But he said that his prosecution is focused on Al Bashir's alleged orchestration of genocide in Darfur and not suspected embezzlement.

"The most urgent reason to arrest Mr Bashir is not because he could have billions in his secret accounts but because he is still controlling an ongoing genocide in Darfur," Moreno Ocampo said.

Arrest warrants

He gave no further details of the information his office has about the alleged foreign accounts, but said they were not in Britain.

The court issued arrest warrants for Al Bashir in July on three charges of genocide for allegedly masterminding atrocities in his country's Darfur region.
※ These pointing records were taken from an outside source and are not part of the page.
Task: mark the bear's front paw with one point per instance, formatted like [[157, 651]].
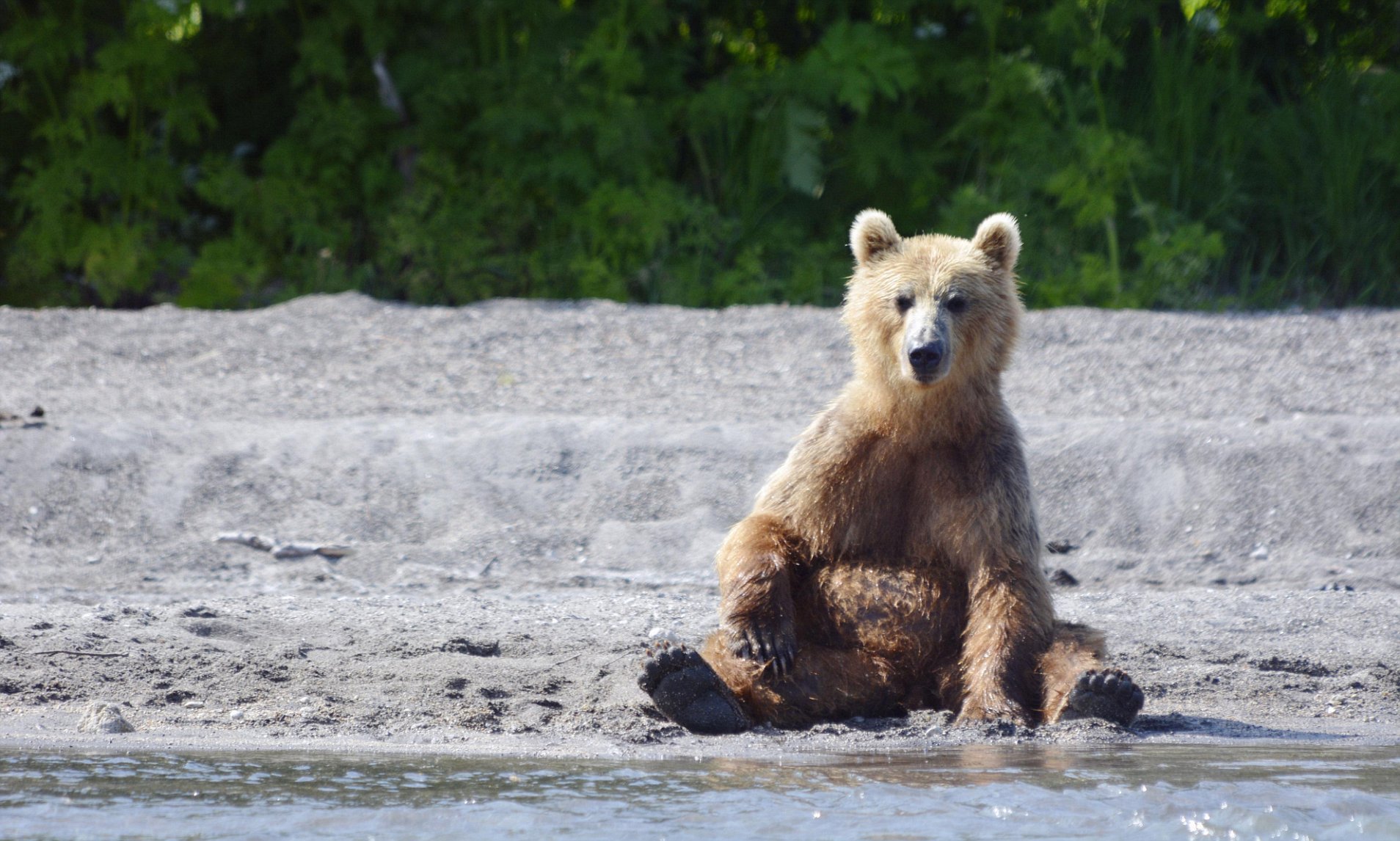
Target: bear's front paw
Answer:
[[770, 644]]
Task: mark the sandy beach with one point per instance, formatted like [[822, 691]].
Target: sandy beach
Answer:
[[514, 497]]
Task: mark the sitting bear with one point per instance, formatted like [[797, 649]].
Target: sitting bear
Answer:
[[892, 561]]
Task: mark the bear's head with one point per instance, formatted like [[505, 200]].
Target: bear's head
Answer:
[[933, 310]]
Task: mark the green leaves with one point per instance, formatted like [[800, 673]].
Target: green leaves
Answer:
[[236, 153]]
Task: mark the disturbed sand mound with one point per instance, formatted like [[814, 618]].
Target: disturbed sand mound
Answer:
[[552, 479]]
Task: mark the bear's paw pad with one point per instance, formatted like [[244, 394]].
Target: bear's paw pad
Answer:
[[689, 693], [1109, 694]]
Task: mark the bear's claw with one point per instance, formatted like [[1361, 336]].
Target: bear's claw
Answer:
[[689, 693], [769, 647], [1108, 694]]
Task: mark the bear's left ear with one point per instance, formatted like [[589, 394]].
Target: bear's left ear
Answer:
[[872, 233], [1000, 240]]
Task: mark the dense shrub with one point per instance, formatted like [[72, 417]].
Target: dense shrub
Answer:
[[1210, 153]]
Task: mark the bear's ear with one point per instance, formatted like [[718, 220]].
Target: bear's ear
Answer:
[[872, 233], [1000, 240]]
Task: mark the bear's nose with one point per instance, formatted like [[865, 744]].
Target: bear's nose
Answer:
[[926, 357]]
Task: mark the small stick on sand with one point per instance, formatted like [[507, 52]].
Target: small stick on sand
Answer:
[[285, 550]]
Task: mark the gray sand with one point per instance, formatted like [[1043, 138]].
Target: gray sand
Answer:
[[533, 490]]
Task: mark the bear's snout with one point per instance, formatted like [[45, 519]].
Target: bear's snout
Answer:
[[927, 360]]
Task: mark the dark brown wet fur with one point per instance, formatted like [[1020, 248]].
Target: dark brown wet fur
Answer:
[[892, 561]]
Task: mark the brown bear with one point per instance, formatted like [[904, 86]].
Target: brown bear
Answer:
[[892, 561]]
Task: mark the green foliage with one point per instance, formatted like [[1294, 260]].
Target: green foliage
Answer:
[[1210, 153]]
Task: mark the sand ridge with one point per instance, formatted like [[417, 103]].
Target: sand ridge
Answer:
[[532, 490]]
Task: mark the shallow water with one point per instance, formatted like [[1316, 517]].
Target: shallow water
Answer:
[[965, 793]]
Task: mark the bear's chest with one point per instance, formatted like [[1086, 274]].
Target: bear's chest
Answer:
[[897, 504]]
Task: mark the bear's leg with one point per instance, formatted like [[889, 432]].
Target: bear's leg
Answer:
[[1079, 686], [689, 693], [821, 683]]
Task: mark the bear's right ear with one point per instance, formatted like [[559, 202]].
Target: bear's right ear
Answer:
[[872, 233]]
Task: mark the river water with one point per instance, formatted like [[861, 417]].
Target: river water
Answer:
[[1199, 791]]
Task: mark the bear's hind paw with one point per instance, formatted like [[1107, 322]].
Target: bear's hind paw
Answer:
[[1109, 694], [689, 693]]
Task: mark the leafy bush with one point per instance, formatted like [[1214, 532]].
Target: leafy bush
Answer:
[[233, 153]]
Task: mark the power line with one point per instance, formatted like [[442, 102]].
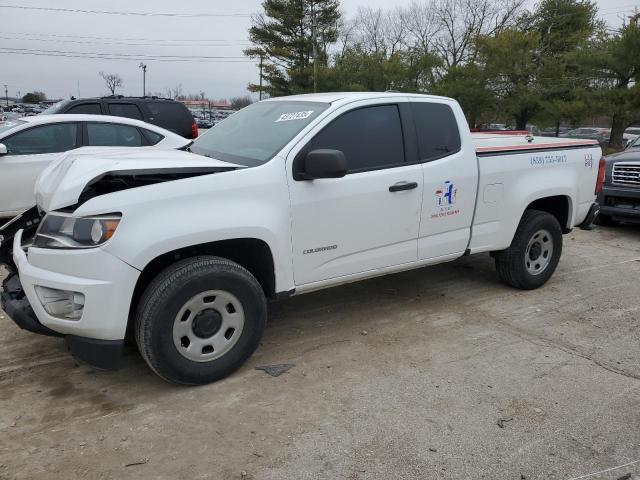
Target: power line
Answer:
[[93, 37], [89, 42], [138, 14], [125, 55], [135, 58]]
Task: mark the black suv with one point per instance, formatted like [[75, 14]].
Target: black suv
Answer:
[[163, 112], [620, 196]]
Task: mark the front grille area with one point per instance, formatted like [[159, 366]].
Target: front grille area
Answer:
[[626, 174]]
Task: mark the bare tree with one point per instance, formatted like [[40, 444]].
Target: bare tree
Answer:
[[112, 81], [240, 102], [462, 21], [174, 92], [422, 25]]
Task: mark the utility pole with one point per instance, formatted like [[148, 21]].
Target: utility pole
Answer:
[[144, 79], [261, 66], [315, 47]]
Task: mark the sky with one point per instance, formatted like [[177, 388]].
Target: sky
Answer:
[[206, 28]]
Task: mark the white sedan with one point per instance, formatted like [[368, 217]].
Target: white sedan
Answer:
[[28, 145]]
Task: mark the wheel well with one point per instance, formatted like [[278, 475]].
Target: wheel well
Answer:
[[254, 255], [558, 206]]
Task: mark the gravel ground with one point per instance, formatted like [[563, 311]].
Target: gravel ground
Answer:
[[436, 373]]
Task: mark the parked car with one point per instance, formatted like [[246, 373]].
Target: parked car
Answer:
[[29, 144], [287, 196], [620, 196], [163, 112], [591, 133], [551, 131]]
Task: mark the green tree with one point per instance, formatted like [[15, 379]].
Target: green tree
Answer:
[[405, 70], [285, 37], [468, 84], [614, 63], [511, 61], [565, 29]]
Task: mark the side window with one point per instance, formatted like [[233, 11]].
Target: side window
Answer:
[[86, 108], [153, 137], [113, 135], [128, 110], [45, 139], [370, 138], [437, 130]]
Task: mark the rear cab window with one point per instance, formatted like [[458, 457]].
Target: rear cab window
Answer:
[[113, 135], [52, 138], [370, 137], [152, 137], [436, 129], [127, 110], [86, 109]]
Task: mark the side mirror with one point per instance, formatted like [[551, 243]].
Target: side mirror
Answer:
[[324, 164]]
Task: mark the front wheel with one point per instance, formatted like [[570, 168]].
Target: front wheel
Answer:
[[534, 252], [200, 320]]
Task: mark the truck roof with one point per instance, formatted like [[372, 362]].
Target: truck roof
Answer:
[[333, 97]]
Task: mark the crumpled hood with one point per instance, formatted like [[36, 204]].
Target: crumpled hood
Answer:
[[62, 183]]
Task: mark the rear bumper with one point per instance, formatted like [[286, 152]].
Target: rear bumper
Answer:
[[620, 203]]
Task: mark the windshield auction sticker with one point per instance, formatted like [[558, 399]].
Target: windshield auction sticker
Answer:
[[288, 117]]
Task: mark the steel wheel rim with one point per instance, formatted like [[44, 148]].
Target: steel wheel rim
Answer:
[[198, 318], [539, 251]]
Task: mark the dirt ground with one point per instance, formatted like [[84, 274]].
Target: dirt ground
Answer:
[[441, 372]]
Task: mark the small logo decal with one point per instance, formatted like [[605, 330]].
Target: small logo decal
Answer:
[[319, 249], [446, 197], [288, 117], [588, 160]]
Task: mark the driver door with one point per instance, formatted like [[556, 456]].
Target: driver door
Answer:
[[368, 219]]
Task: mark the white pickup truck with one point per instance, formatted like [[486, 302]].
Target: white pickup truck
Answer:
[[181, 249]]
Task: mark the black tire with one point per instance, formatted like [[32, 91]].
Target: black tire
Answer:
[[511, 263], [167, 294], [606, 221]]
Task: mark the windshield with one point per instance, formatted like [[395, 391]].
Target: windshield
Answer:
[[255, 134], [56, 107], [4, 127]]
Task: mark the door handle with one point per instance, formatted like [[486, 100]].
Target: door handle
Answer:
[[401, 186]]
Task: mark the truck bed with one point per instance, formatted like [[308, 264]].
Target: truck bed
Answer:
[[488, 143], [515, 169]]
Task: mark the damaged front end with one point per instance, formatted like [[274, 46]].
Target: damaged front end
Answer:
[[12, 298]]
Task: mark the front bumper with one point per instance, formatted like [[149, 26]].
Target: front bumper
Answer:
[[106, 282], [620, 203]]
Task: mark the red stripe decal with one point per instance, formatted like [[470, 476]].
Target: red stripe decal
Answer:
[[538, 146]]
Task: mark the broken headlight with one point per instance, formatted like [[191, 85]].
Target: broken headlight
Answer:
[[59, 230]]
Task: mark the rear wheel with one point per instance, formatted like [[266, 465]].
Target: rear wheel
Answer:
[[534, 252], [200, 320]]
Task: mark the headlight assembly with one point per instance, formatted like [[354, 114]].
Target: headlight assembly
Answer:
[[59, 230]]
He also was charged last year with crimes against humanity in the war-torn region.

Al Bashir, who was re-elected to a new five-year term earlier this year, refuses to recognise the court's authority and has insisted he will not turn himself in to stand trial.

Sudan's Information Ministry rejected the embezzlement claim and called the court "a wretched political action".

"The allegation of the ICC prosecutor is meant to convince the US administration to support him in propagating this lie which he thought will make the Sudanese people turn against him [Al Bashir]," the ministry said in a statement.

The United Nations estimates 300,000 people have died and 2.7 million have been forced from their homes in Darfur since ethnic African rebels rose up in 2003, accusing Sudan's Arab-dominated central government of neglect and discrimination.

The embezzlement accusations were first reported Saturday by British newspaper The Guardian, based on a diplomatic cable provided by the Wikileaks website.

Referendum: Islamic code

Sudan's president yesterday said the country would adopt an entirely Islamic constitution if the south split away after a referendum, in a speech in which he also defended police who were filmed flogging a woman.

"If south Sudan secedes, we will change the constitution and at that time there will be no time to speak of diversity of culture and ethnicity," President Omar Hassan Al Bashir told supporters. "Sharia and Islam will be the main source for the constitution, Islam the official religion and Arabic the official language," he said.

Southerners are now three weeks away from the start of a vote on whether to declare independence or stay a part of Sudan.